The Court affirmed the Federal Circuit’s decision. Writing for the Court, Justice Thomas explained that more than 20 years ago, the Court determined that an invention was "on sale" within the meaning of the pre-AIA version of Section 102(a) when it was "the subject of a commercial offer for sale" and "ready for patenting." Pfaff v. Wells Electronics, Inc., 525 U. S. 55, 67 (1998). The Court did not further require that the sale make the details of the invention available to the public. In light of this earlier construction, the Court determined that the reenactment of the phrase "on sale" in the AIA did not alter this meaning. Therefore, a commercial sale to a third party who is required to keep the invention confidential may make the invention subject to the Section 102(a) on-sale bar.
The Court also noted that the Federal Circuit had long held that "secret sales" can invalidate a patent. In light of the settled pre-AIA precedent on the meaning of "on sale," the Court presumed that when Congress reenacted the same language in the AIA, it adopted the earlier judicial construction of that phrase. The new version of Section 102 retained the same language as the old version ("on sale") and merely added a catchall clause ("or otherwise available to the public").

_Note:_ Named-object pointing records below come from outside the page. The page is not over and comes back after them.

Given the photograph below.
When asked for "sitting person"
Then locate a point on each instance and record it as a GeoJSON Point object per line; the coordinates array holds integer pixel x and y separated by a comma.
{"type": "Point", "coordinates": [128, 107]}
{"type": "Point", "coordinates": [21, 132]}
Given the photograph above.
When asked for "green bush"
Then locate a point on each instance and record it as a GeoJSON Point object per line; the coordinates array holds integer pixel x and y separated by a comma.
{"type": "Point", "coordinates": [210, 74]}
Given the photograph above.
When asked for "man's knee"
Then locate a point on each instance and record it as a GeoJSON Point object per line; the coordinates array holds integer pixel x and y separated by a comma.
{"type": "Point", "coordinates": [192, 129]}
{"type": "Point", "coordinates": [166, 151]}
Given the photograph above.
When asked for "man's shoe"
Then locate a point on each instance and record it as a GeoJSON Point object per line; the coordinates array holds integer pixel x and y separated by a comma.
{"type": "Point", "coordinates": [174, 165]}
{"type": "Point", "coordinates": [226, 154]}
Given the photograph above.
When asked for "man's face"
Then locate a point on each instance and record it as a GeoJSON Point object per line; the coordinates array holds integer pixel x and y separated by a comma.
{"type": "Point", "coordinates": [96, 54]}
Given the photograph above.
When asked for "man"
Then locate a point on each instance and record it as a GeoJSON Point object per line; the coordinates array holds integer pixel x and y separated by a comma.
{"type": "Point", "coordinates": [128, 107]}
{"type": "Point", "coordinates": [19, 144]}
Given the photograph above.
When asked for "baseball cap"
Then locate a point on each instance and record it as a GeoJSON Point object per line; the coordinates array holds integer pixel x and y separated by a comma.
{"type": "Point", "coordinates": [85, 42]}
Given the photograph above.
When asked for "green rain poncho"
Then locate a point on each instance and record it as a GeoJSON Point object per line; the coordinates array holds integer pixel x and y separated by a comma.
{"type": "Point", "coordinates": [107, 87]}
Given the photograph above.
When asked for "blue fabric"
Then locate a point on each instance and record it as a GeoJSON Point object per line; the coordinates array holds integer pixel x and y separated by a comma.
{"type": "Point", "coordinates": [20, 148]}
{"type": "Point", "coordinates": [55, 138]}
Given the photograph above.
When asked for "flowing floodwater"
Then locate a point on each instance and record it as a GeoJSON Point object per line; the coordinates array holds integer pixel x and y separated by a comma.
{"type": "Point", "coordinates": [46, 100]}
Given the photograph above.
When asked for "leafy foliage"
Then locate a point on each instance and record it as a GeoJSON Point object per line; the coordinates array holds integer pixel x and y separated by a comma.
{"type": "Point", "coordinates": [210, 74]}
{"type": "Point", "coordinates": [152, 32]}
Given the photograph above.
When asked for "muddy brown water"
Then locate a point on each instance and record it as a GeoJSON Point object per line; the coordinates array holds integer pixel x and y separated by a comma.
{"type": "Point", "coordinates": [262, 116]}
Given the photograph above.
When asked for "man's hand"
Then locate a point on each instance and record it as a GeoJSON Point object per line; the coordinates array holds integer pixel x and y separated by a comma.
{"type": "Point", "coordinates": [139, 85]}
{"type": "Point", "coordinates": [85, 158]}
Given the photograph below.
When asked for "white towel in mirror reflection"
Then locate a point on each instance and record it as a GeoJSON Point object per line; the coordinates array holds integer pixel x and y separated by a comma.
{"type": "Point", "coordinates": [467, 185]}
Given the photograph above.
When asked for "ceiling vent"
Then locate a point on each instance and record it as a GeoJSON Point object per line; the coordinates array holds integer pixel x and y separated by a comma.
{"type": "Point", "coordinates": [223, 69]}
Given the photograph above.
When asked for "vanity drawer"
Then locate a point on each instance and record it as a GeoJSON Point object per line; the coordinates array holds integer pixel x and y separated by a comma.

"The addition of ‘or otherwise available to the public’ is simply not enough of a change for us to conclude that Congress intended to alter the meaning of the reenacted term ‘on sale,’" the Court said. "Given that the phrase ‘on sale’ had acquired a well-settled meaning when the AIA was enacted, we decline to read the addition of a broad catchall phrase to upset that body of precedent."
This case is No. 17–1229.
Attorneys: Kannon K. Shanmugam (Williams & Connolly LLP) for Helsinn Healthcare S.A. William McGinley Jay (Goodwin Procter, LLP) and Steffen Nathanael Johnson (Winston & Strawn LLP) for Teva Pharmaceuticals USA, Inc.
Companies: Helsinn Healthcare S.A.; Teva Pharmaceuticals USA, Inc.